When I got around to checking my Garmin, we had only about three miles to go.  Wow!  We pretty much breezed to the finish.  Maybe it was Andrew and Ian’s British influence, but it was such a civilized ride.

Sunday, May 8, 2016

How to Ride in a Group

Yesterday I did the Journey for Autism, a ride in Macon to benefit children in Middle Georgia who have autism.  Not only is it for a great cause, but also this has become one of my favorite group rides each year.  That's because my friend Jake does such a fantastic job as the ride leader.  He controls the pace so that we all stay together, and the weaker riders like me don't have to kill ourselves to hang on.  There were about two dozen of us who rode together, averaging almost 21 mph for 102 miles!
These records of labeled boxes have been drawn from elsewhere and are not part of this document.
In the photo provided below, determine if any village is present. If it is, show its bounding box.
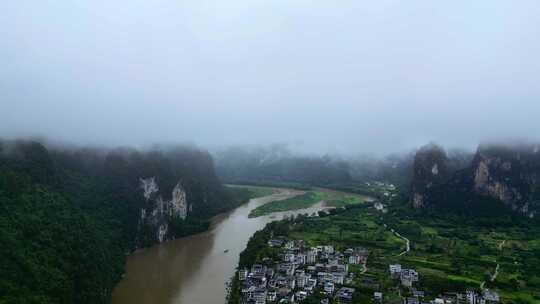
[238,238,499,304]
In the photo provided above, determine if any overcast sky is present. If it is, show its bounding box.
[0,0,540,153]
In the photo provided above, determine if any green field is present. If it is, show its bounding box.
[237,186,540,303]
[249,191,368,217]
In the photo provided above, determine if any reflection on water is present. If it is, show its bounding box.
[112,189,362,304]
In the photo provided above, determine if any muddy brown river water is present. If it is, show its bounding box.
[112,189,370,304]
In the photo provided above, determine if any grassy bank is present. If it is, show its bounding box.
[249,191,368,217]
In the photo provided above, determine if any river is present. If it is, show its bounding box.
[112,189,346,304]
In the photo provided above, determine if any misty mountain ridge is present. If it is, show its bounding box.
[0,141,251,303]
[410,143,540,218]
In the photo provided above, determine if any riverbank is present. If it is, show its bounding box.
[249,188,373,217]
[230,190,540,303]
[112,188,325,304]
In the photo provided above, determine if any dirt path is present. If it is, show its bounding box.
[480,240,506,289]
[384,224,411,256]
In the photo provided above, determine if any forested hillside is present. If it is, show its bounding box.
[0,141,249,303]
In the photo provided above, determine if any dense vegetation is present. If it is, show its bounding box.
[229,186,540,303]
[0,142,254,303]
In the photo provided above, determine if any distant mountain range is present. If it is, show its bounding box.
[410,144,540,218]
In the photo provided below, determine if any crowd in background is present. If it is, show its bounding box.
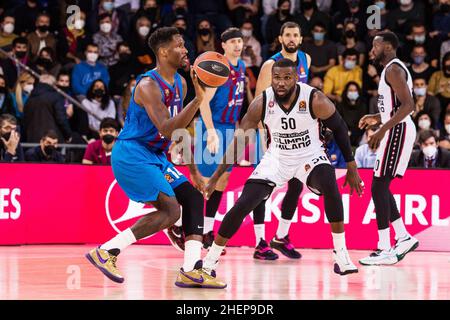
[0,0,450,168]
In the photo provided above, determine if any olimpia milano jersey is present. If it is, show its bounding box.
[262,82,324,165]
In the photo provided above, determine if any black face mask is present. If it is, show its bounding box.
[345,30,356,38]
[44,146,56,157]
[93,89,105,98]
[102,134,116,144]
[198,29,211,36]
[37,25,50,32]
[280,9,291,16]
[302,2,314,10]
[15,51,27,59]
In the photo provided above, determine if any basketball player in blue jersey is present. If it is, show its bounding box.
[86,28,226,288]
[185,28,245,248]
[248,22,311,260]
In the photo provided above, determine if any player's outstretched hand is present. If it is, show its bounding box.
[358,114,380,129]
[344,161,364,196]
[367,127,386,150]
[191,67,205,101]
[203,176,217,200]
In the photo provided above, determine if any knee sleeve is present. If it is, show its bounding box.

Recently I read a cycling article that gave a good explanation of riding effectively in a group.  Don't ride like you're on cruise control in your car; ride just the opposite.  The purpose of a car's cruise control is to maintain a constant speed.  Therefore, the accelerator pushes down for increased power going uphill, and it eases off downhill so that the car doesn't go too fast.   I've seen so many cyclists erroneously take the same approach at the front of the peloton, hammering up the hills and coasting(!) downhill.  It might seem counterintuitive, but the key is that you're not trying to maintain constant speed in a group ride.  You want to maintain constant power.  Too many cyclists have no concept of this, but Jake was valedictorian of his graduating class in the Chad Madan School of Group Riding.

By the way, a true group ride like this is different from a ride like Tuesday Worlds, which is really a practice race.  All's fair in love, war, and Tuesday Worlds: surges, attacks, etc.
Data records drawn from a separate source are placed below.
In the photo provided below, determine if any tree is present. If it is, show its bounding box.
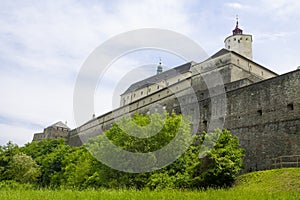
[195,129,244,187]
[7,153,41,183]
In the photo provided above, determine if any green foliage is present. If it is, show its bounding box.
[7,153,40,183]
[200,130,244,187]
[0,113,243,190]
One of the rest stops on the Journey Ride had a photo op that I simply couldn't resist.

Don't have a cow, man.
Also at this rest stop, Jake drank some Gatorade that didn't sit well with him.  Therefore, he let a couple of other guys pull for about the last hour.  One of those was Stony.  Stony is an excellent cyclist, but I think he graduated from some Elbonian school of group riding.  He has only one setting when he rides: Stony Grinder.  It was definitely a harder effort for the last part of the ride, and I was happy to stay with the group to the end.

We had a delicious spaghetti meal after the ride.  I sat with my buddies Monte and Nate.  Nate built a backwards bike for Monte, who had it set up as a fundraiser for the Ocmulgee Mountain Bike Association (OMBA).
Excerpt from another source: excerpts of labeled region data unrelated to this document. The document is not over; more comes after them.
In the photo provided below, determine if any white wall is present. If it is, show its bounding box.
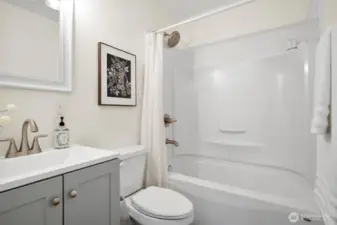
[0,1,60,81]
[322,0,337,31]
[0,0,169,156]
[316,0,337,221]
[168,0,311,47]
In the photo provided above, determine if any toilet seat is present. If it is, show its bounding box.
[125,187,194,225]
[131,187,193,220]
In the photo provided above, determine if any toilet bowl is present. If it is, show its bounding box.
[117,146,194,225]
[125,187,194,225]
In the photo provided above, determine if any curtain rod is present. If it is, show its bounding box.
[153,0,256,33]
For $5 you got three tries at riding the backwards bike a mere 10 feet.  The prize was $50.  The trick is that it really is backwards; when you steer right, the bike turns left, and vice versa.  I didn't try it, but apparently almost no one can ride it even such a short distance because it messes with your head so much.

Check out Nate's signature on the front of the backwards bike
It's kind of appropriate that the backwards bike was at the Journey Ride because of the seemingly backwards way a truly good group ride works: easier on the uphills, harder on the downhills.